Fast forward several months and those two headshots had joined the rest of the headshots on their website and stood out like a sore thumb (in a good way) and it was time for her company's annual meeting where they fly in all the employees to the HQ and have a series of meetings and events for a week. My wife sent me a message while at work one day asking if I would be willing to do it again for the remaining executives (which would be 6 more people). The last time it took me about an hour and a half to do the other two plus a ridiculous amount of time editing (I was trying to learn Capture One so that was a big part of it) and I really wasn't looking forward to spending 3x that amount of time taking free pictures so I started to balk at the idea. My wife expressed serious disappointment that I wouldn't do this for her (she IS the HR department in her company and her boss was counting on her and neither of them really understand that good pictures aren't easy) and to help her out, I agreed to do it - but I explained that between shooting and editing, she was asking for NUMEROUS hours of my time for free.
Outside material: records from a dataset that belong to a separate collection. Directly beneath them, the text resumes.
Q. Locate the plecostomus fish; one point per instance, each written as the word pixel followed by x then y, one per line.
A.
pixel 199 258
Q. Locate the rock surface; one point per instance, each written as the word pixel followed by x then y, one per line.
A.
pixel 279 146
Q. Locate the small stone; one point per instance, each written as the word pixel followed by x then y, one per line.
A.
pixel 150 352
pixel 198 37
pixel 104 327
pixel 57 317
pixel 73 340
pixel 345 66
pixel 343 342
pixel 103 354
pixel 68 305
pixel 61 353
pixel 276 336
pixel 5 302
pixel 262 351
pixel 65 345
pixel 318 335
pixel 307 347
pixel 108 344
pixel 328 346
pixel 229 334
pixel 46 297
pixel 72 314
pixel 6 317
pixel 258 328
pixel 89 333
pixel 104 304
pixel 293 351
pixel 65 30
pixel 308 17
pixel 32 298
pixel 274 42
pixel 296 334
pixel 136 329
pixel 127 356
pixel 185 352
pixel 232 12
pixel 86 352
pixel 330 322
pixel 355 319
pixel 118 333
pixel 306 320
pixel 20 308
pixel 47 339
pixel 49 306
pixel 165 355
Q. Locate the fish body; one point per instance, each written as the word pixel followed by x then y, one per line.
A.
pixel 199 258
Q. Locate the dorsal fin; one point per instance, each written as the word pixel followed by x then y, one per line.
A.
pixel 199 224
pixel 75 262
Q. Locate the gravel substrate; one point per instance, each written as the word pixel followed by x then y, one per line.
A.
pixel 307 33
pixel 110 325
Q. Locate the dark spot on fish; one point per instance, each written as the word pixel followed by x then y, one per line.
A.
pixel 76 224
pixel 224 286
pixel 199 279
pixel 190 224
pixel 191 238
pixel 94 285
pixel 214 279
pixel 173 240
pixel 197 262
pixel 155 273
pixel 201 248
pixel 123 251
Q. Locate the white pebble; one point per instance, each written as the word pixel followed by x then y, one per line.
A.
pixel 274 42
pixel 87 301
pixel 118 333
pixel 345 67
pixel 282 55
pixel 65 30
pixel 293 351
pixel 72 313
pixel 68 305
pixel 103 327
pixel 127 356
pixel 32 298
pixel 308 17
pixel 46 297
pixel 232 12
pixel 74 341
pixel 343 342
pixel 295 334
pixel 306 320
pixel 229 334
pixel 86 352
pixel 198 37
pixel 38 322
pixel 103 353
I even found a couple of local corporate headshot photographers online and sent her links to their websites with pricing showing that in general, they were charging about $100 per headshot so she was asking for $600 of free work from me. Between the time she asked me and I agreed, the entire sales team was lumped into the shoot so the headcount ballooned to 19 people!
So, I set out to learn more about corporate headshots as I had about a month's worth of time. I watched a ton of videos, checked out a lot of forum posts, and looked into a off-camera flash FB group as well. I ended up buying 3 of the newest Yongnuo 600EX RT-II flashes (clones of Canon's 600EXII RT flashes - of which I own 2 already) and an Apollo Orb (43" flash modifier) as well as a triple hotshoe bracket to go inside the orb. I also already owned several MagMod modifiers including the Mag Grid. Finally, I also owned a reflector which I dusted off and figured out how to use seeing as how I basically had never used it before.
After a lot of videos, forum posts, and a lot of "selfies" (thank goodness for wifi enabled cameras!) I felt confident going into the shoot. Here are a couple of BTS pictures I took with my phone...
Can never be too prepared, IMO... lol
I moved all the furniture out of the room and took it over This is a little area with a TV (which you can see behind the stack of tables [one upright with another on it's side on top of it] I used for the background - this was to keep a consistent look with the other headshots I took and was a spur-of-the-moment decision that day I took the first two), two couches, and a couple of chairs. Tech companies have it SO easy!
Flash settings. Group A was a single flash, double gridded (with MagMod grid) in the back right of the photo above. Group B was the 3 Yongnuo flashes inside the Apollo Orb which was also gridded because when ungridded it was heavily spilling onto my table-background.
Camera settings - the entire shoot was done in Live View on the 5Ds with the EF 135mm f/2L
And a couple of images that I'd happily accept feedback on!
Thanks for any feedback you're willing to offer!
EDIT: I forgot to mention - because of the consistent, high quality lighting and setup, I was able to VERY quickly tackle this project as well as the post processing. I had originally allotted 6 hours to take all 19 headshots but only needed about 2.5 and much of that was waiting for people who were told their picture would be early to mid-afternoon but ended up being in the morning, so they needed to get ready (everyone who works there walks around in casual clothes with little-to-no make-up). Post processing was me working on one image in LR and then copying the edits to every other image, then going back and doing skin retouching and any other minor tweaks. So, in total I probably spent 8 hours on the entire project. And got paid... nothing. But, my wife looks like a superstar in her company which definitely carries a LOT of value.